Refactor a buffered class...

Thu Sep 7 10:08:56 EDT 2006

Michael Spencer wrote:
> George Sakkis wrote:
> > Michael Spencer wrote:
> >
> >> Here's a small update to the generator that allows optional handling of the head
> >> and the tail:
> >>
> >> def chunker(s, chunk_size=3, sentry=".", keep_first = False, keep_last = False):
> >>      buffer=[]
> ...
> >
> > And here's a (probably) more efficient version, using a deque as a
> > buffer:
> >
>
> Perhaps the deque-based solution is more efficient under some conditions, but
> it's significantly slower for all the cases I tested:

First off, if you're going to profile something, better use the
standard timeit module rather than a quick, dirty and most likely buggy
handmade function.
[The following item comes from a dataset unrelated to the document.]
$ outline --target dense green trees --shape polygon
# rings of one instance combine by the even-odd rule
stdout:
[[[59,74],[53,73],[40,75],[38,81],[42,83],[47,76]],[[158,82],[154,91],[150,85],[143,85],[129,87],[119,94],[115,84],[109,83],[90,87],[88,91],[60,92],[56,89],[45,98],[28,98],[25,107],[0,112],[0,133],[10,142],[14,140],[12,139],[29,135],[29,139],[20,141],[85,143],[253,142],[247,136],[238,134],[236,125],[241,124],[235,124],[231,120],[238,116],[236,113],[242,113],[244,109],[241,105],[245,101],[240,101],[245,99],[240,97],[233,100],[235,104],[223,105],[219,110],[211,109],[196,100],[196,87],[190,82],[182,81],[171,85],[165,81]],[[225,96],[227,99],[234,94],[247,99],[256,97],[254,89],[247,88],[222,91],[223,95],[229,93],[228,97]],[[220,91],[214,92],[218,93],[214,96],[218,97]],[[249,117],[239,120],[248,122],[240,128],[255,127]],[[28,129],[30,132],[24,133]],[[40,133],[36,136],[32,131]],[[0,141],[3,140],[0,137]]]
From "Dive into python": "The most important thing
you need to know about optimizing Python code is that you shouldn't
write your own timing function.". As it turns out, none of chunk_size,
words_per_group and word_length are taken into account in your tests;
they all have their default values. By the way, word_length is
irrelevant since the input is already a sequence, not a big string to
be split.

Second, the output of the two functions is different, so you're not
comparing apples to apples:
>>> s = " this .  is a . test to . check if it . works . well . it looks . like ."
>>> for c in chunkerMS(s.split(), keep_last=True, keep_first=True): print c
...
['this', '.']
['this', '.', 'is', 'a', '.']
['this', '.', 'is', 'a', '.', 'test', 'to', '.']
['is', 'a', '.', 'test', 'to', '.', 'check', 'if', 'it', '.']
['test', 'to', '.', 'check', 'if', 'it', '.', 'works', '.']
['check', 'if', 'it', '.', 'works', '.', 'well', '.']
['works', '.', 'well', '.', 'it', 'looks', '.']
['well', '.', 'it', 'looks', '.', 'like', '.']
['it', 'looks', '.', 'like', '.']
['like', '.']
>>> for c in chunkerGS(s.split(), keep_last=True, keep_first=True): print c
...
['this']
['this', 'is a']
['this', 'is a', 'test to']
['is a', 'test to', 'check if it']
['test to', 'check if it', 'works']
['check if it', 'works', 'well']
['works', 'well', 'it looks']
['well', 'it looks', 'like']
['it looks', 'like']
['like']

Third, and most important for the measured difference, is that the
performance hit in my function came from joining the words of each
group (['check', 'if', 'it'] -> 'check if it') every time it is
yielded. If the groups are left unjoined as in Michael's version, the
results are quite different:

* chunk_size=3
chunkerGS: 0.98 seconds
chunkerMS: 1.04 seconds
* chunk_size=30
chunkerGS: 0.98 seconds
chunkerMS: 1.17 seconds
* chunk_size=300
chunkerGS: 0.98 seconds
chunkerMS: 2.44 seconds

As expected, the deque solution is not affected by chunk_size. Here is
the full test:

# chunkers.py
from itertools import islice
from collections import deque

def chunkerMS(s, chunk_size=3, sentry=".", keep_first = False,
keep_last = False):
     buffer=[]
     sentry_count = 0
     for item in s:
         buffer.append(item)
         if item == sentry:
             sentry_count += 1
             if sentry_count < chunk_size:
                 if keep_first:
                     yield buffer
             else:
                 yield buffer
                 del buffer[:buffer.index(sentry)+1]
     if keep_last:
         while buffer:
             yield buffer
             del buffer[:buffer.index(sentry)+1]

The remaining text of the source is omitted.